Il existe le déni de grossesse et aussi le déni de démocratie... Personnellement, ça me donne la nausée (et je ne suis pas enceinte !).
Les sondages écrivent des scénarios, les médias les jouent, voire les surjouent et les électeurs gobent, gentiment, hargneusement ou/et affolés, en fonction de leur caractère, de leur culture politique et de leur degré de militantisme.
Ces électeurs élaborent des stratégies, prônent le vote utile, faisant fi du vote d'adhésion. Avril 2002 hante les esprits... et c'est bien légitime. Loin de moi l'idée de minimiser le danger fasciste, je suis en apnée depuis des semaines... donc pas d'angélisme ou d'oeillères de ma part.
Mais je pose une question, une simple question : sans cette notion de vote utile, les sondages auraient-ils une quelconque utilité ? une audience ?
Ne penser la politique (le monde ?) QUE sous le prisme du "vote utile" n'est-ce pas répondre aux injonctions des sondages, s'empêcher de lire les programmes (vraiment les lire), ne pas se faire sa propre opinion ? N'est-ce pas se laisser manipuler ? Niveler la pensée par le bas ? Prendre les gens pour des pions ?
Qui achèterait une maison en écoutant seulement les louanges de l'agent immobilier, sans même la visiter ? Évidemment personne.
On a pourtant bien plus à perdre dans le contexte.

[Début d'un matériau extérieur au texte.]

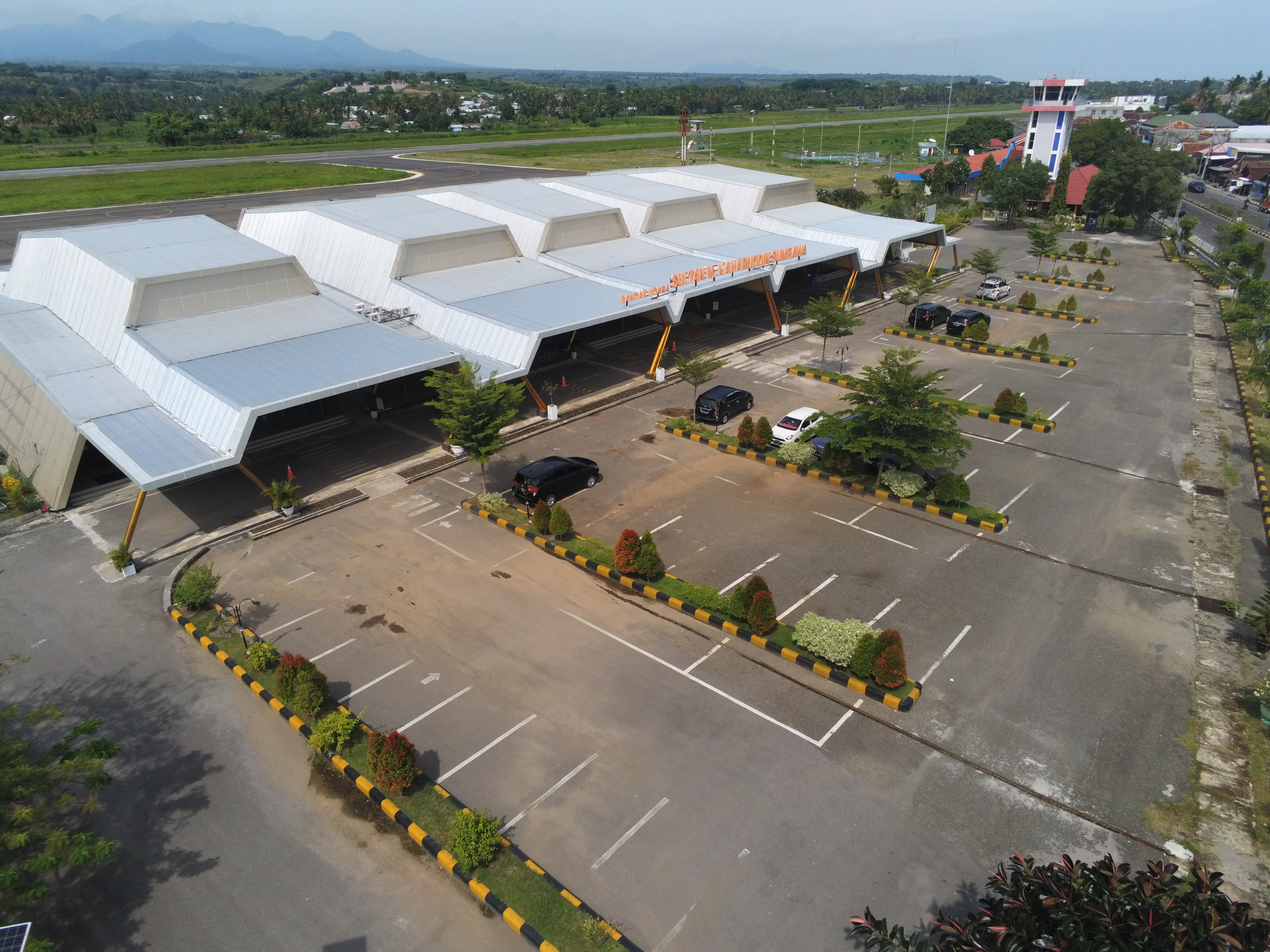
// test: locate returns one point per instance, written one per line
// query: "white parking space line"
(1014, 501)
(749, 574)
(841, 721)
(294, 621)
(693, 678)
(432, 710)
(371, 685)
(782, 616)
(455, 551)
(947, 653)
(497, 740)
(630, 833)
(329, 650)
(877, 617)
(701, 659)
(557, 786)
(440, 518)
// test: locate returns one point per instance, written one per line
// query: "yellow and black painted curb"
(825, 671)
(982, 414)
(1057, 315)
(1088, 261)
(839, 482)
(395, 814)
(981, 348)
(1258, 461)
(1066, 283)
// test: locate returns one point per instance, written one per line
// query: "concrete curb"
(980, 348)
(837, 482)
(376, 796)
(1086, 261)
(1066, 283)
(980, 414)
(1056, 315)
(825, 671)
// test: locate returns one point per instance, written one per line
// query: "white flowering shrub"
(903, 484)
(832, 640)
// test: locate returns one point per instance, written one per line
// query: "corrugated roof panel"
(225, 332)
(483, 280)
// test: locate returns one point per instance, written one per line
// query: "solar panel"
(13, 939)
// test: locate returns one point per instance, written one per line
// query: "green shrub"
(798, 454)
(262, 657)
(474, 840)
(763, 435)
(903, 484)
(763, 613)
(648, 560)
(977, 332)
(562, 523)
(542, 517)
(299, 685)
(865, 654)
(332, 733)
(197, 586)
(392, 761)
(952, 489)
(627, 551)
(832, 640)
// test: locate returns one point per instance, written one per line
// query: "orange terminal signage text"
(718, 271)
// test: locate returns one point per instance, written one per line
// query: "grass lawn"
(174, 185)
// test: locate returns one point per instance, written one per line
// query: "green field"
(61, 193)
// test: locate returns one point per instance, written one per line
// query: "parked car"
(719, 404)
(554, 478)
(964, 318)
(994, 289)
(794, 424)
(929, 317)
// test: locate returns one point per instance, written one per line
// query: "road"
(389, 158)
(227, 209)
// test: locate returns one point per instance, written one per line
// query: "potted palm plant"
(285, 496)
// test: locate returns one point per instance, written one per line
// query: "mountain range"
(200, 44)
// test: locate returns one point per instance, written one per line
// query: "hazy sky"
(1010, 39)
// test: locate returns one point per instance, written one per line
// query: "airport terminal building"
(158, 346)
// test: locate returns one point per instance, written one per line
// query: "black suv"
(554, 478)
(719, 404)
(964, 318)
(929, 317)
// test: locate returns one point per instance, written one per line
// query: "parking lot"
(698, 796)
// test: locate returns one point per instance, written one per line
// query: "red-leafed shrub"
(392, 761)
(627, 551)
(891, 669)
(763, 613)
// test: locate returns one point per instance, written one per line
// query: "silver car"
(994, 290)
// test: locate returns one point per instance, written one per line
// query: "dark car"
(719, 404)
(929, 317)
(554, 478)
(964, 318)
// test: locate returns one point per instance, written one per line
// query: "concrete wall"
(37, 437)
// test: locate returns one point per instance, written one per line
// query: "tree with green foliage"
(824, 318)
(42, 801)
(474, 412)
(892, 413)
(1072, 905)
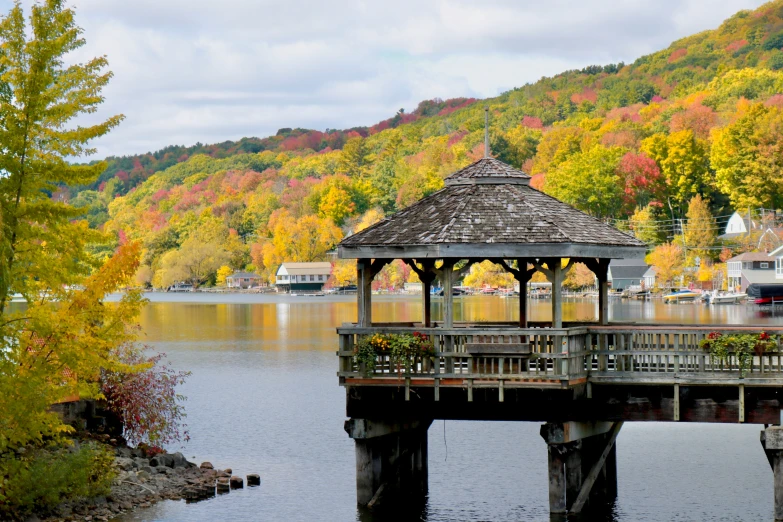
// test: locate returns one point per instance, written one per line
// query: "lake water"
(264, 398)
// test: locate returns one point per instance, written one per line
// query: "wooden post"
(772, 442)
(603, 291)
(364, 291)
(522, 267)
(557, 294)
(448, 296)
(391, 459)
(426, 299)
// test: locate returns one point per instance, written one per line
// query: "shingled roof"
(488, 209)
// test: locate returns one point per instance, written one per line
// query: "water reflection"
(264, 398)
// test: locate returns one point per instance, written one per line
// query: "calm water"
(264, 398)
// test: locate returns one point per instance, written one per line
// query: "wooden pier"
(582, 381)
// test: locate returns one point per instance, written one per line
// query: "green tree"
(63, 332)
(644, 225)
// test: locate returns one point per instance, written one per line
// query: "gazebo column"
(366, 269)
(603, 291)
(522, 277)
(557, 293)
(364, 291)
(447, 275)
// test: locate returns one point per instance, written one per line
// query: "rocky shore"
(144, 479)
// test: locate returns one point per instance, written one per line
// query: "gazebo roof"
(485, 210)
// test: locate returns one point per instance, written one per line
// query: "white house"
(749, 268)
(302, 276)
(777, 254)
(649, 277)
(738, 225)
(242, 280)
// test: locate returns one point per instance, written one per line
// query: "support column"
(582, 464)
(603, 291)
(772, 442)
(364, 291)
(522, 268)
(391, 460)
(448, 293)
(557, 293)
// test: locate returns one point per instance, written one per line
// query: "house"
(302, 276)
(649, 278)
(241, 279)
(625, 273)
(738, 225)
(777, 255)
(749, 268)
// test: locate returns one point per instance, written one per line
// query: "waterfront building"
(291, 277)
(750, 268)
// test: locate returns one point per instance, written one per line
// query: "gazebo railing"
(674, 352)
(498, 355)
(477, 353)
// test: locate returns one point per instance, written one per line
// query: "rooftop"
(490, 205)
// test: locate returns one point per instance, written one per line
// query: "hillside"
(627, 143)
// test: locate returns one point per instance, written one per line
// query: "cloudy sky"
(205, 70)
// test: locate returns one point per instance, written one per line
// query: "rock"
(124, 464)
(177, 460)
(162, 460)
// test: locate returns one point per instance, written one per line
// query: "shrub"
(40, 479)
(146, 401)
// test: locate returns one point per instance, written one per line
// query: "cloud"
(189, 71)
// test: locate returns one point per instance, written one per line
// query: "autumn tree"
(668, 262)
(700, 229)
(683, 160)
(589, 181)
(222, 273)
(488, 274)
(645, 226)
(747, 156)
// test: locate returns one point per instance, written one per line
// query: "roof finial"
(486, 131)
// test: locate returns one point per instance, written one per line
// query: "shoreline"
(142, 481)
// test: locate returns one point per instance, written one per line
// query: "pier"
(583, 381)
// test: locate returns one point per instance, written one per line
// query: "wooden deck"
(635, 372)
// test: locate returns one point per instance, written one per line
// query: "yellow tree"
(222, 273)
(489, 274)
(579, 276)
(668, 262)
(700, 229)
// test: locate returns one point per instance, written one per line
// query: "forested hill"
(618, 141)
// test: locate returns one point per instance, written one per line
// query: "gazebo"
(488, 211)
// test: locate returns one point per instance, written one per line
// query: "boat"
(766, 294)
(725, 298)
(681, 296)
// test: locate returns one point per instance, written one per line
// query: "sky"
(188, 71)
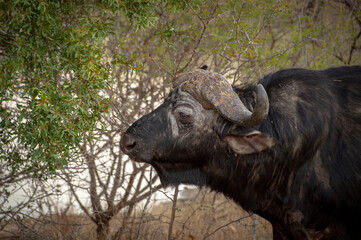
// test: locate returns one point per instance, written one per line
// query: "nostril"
(128, 143)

Avec cette façon de faire des instituts de sondage et de ceux qui mettent en scène leurs prédictions terrifiantes, c'est comme si le premier tour de l'élection présidentielle disparaissait, était annulé de fait.

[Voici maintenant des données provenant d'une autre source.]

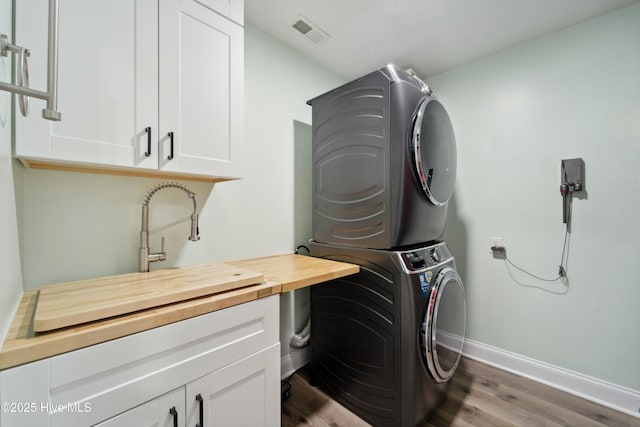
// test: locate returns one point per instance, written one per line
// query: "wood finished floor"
(479, 395)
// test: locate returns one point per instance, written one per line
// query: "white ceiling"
(431, 36)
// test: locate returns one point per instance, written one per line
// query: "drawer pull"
(201, 409)
(170, 134)
(174, 414)
(148, 131)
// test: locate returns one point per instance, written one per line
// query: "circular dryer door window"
(434, 151)
(444, 325)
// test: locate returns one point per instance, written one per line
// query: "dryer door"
(433, 146)
(442, 334)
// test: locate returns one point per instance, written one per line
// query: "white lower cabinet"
(225, 364)
(166, 410)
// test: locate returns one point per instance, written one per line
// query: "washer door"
(433, 144)
(442, 334)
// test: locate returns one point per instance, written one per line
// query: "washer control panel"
(420, 259)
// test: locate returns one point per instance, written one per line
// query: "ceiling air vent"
(310, 30)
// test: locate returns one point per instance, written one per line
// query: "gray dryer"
(384, 162)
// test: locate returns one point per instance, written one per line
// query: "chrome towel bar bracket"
(22, 88)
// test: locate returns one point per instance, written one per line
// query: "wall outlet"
(496, 242)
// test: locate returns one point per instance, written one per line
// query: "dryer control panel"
(424, 258)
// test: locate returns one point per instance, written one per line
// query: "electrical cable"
(562, 269)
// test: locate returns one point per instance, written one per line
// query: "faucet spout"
(146, 256)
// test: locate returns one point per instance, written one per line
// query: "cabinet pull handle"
(201, 409)
(148, 131)
(174, 414)
(170, 157)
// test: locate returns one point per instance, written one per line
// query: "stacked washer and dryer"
(384, 342)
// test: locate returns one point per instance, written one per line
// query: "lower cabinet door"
(165, 411)
(245, 393)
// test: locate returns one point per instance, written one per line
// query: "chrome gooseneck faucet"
(146, 257)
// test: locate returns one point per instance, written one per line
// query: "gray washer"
(385, 341)
(384, 162)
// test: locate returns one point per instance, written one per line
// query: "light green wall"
(10, 271)
(575, 93)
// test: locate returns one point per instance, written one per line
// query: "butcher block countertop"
(282, 273)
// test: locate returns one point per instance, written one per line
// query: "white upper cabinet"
(201, 89)
(144, 85)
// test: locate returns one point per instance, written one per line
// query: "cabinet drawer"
(116, 375)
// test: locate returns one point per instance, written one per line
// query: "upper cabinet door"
(107, 82)
(201, 66)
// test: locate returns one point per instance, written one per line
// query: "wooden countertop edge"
(282, 273)
(20, 351)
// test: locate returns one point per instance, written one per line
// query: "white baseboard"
(293, 361)
(617, 397)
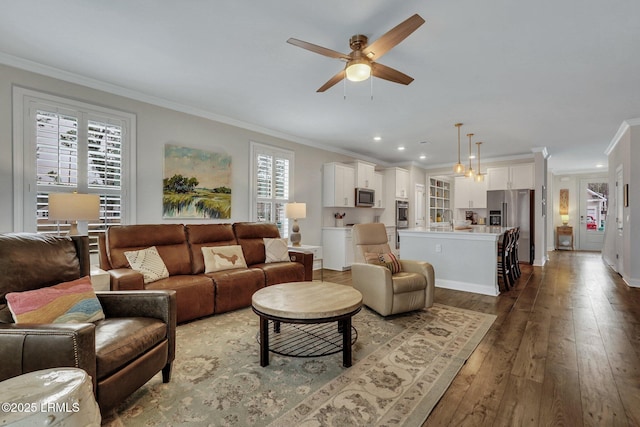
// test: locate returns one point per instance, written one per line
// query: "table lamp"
(296, 211)
(74, 207)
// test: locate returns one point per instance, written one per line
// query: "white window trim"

Alors, je vais peut-être m'en mordre les doigts jusqu'au sang, mais je voterai pour Benoît Hamon ; parce que son programme me convient, parce que j'y retrouve les valeurs de la Gauche que j'aime tripalement, parce que cet homme sain, sans casseroles, calme, raisonné, m'apaise, parce que le revenu universel ferait sortir tant de gens de la pauvreté, parce que c'est un frondeur, avec une éthique, une parole, parce que son discours est humaniste et pourtant humble, parce qu'il propose des solutions nouvelles, parce qu'il se positionne sans ambiguïté vis-à-vis des dictateurs et de l'Europe, parce qu'il ne prétend pas avoir la science infuse et sait s'entourer d'experts... et qu'il les écoute.
Et aussi parce qu'il y a un second tour ; ce que "le vote utile", sous les leitmotive des sondages et des médias, a parfois tendance à oublier.
Au premier tour, je voterai pour. Point.